Among the strikers, 19 have been given nasal feeding tubes, and five of those are hospitalized but do not have life-threatening conditions, Guantanamo Bay spokesman Lieutenant Colonel Samuel House said in a statement.
The rapidly-growing protest movement began on February 6, when inmates claimed prison officials searched their copies of the Koran for contraband, according to their lawyers. Officials have denied any mishandling of Islam's holy book.
Bomb hits police station in Benghazi
Ap, Tripoli
Libyan security officials say a blast hit a police station in the eastern city of Benghazi, causing no human casualties but underlining the fragile security situation in the country's east.
The explosion took place early morning Saturday at Barka police station, destroying the facade, the officials said. It was the second bombing at the site this year.
A day earlier, a militiaman was killed when armed men attacked the headquarters of his pro-government group, Uqba ibn Nafi, in the eastern city of Darnah. The area is largely controlled by radical Islamist militias, officials said.
Meanwhile, a five-star hotel in Tripoli evacuated its staff and guests after receiving a bomb threat on Friday.

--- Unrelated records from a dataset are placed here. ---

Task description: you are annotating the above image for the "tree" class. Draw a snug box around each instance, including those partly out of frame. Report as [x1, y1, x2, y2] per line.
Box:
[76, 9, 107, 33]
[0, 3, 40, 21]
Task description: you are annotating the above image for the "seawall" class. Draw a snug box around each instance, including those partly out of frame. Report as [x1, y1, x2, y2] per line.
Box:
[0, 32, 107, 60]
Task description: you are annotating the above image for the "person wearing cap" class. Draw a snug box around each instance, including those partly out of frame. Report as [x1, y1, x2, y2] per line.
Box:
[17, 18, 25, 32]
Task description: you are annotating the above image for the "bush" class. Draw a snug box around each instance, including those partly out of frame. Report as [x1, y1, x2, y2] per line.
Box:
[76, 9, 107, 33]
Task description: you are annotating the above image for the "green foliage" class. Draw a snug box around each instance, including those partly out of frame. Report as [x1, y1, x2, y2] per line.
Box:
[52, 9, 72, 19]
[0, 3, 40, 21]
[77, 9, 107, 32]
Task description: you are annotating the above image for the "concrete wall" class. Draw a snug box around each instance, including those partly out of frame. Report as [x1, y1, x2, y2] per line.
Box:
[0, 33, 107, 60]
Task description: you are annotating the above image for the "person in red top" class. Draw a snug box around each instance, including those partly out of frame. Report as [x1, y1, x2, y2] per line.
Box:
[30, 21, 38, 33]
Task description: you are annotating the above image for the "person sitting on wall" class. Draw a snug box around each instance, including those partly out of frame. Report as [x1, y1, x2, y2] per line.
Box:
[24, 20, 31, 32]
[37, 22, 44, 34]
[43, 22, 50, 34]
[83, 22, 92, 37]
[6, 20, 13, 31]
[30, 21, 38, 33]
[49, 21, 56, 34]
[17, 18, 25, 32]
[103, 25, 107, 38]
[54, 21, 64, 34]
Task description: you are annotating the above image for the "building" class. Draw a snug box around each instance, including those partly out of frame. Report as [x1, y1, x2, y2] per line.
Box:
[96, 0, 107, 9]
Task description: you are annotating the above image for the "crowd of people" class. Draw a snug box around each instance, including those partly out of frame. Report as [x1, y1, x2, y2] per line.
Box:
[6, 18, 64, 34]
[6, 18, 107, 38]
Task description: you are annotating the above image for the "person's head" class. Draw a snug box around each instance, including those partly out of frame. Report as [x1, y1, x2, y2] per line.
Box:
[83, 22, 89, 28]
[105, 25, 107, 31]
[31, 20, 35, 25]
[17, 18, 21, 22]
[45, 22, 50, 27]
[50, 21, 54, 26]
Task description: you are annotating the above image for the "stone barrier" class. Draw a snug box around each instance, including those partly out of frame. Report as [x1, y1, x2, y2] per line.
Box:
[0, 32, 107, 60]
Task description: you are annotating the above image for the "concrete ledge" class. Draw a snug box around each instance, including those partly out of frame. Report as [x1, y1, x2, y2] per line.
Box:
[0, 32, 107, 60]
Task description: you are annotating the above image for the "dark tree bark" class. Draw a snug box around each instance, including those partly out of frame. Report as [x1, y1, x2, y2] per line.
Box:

Officials spoke on condition of anonymity because of they were not authorized to speak to the press.
Japan PM Abe escapes car injury
Afp, Tokyo
A limousine carrying Japan's Prime Minister Shinzo Abe was involved in a five-car pile-up at a toll gate in Tokyo yesterday but he escaped without any injuries, police said.
Two guards in a police car accompanying Abe's official vehicle suffered slight injuries to the face, a Metropolitan Police Department spokesman said.
The police car made a sudden stop at the toll gate, which led to Abe's vehicle bumping into it from behind.
Two other police cars and a saloon carrying reporters, which were trailing Abe's limousine, were also involved in the collision, said the official.
Napoleon's ring sold in Vienna
Afp, Vienna
A silver lock of an Austrian emperor's hair and a ring containing a jewel unearthed by Napoleon in Egypt and then given to his wife Josephine have been auctioned in Vienna.
Franz Joseph's hair lock went for 13,720 euros ($17,870) to an unidentified buyer while an unnamed Italian telephone bidder bought the ring for 97,900 euros, the Dorotheum auction house said.
Napoleon (1769-1821) discovered the antique gemstone during his militarily disastrous but scientifically successful expedition -- it also turned up the famed Rosetta Stone -- to Egypt in 1798-99.
2 dead in India hospital roof collapse
Afp, Bhopal, India
Two people were killed and 16 injured when the ceiling of a hospital in central India came crashing down, trapping patients and employees under the rubble, officials said Saturday.
Rescue workers smashed through giant slabs of concrete and combed through other debris to search for victims after the ceiling of the first floor of the women's wing of the Kasturba Gandhi Hospital in Bhopal caved in Friday.
"The bodies of two persons were found when the rescue team started removing debris from the collapsed structure," Nikunj Shrivastava, chief district administrative officer, told reporters at the scene.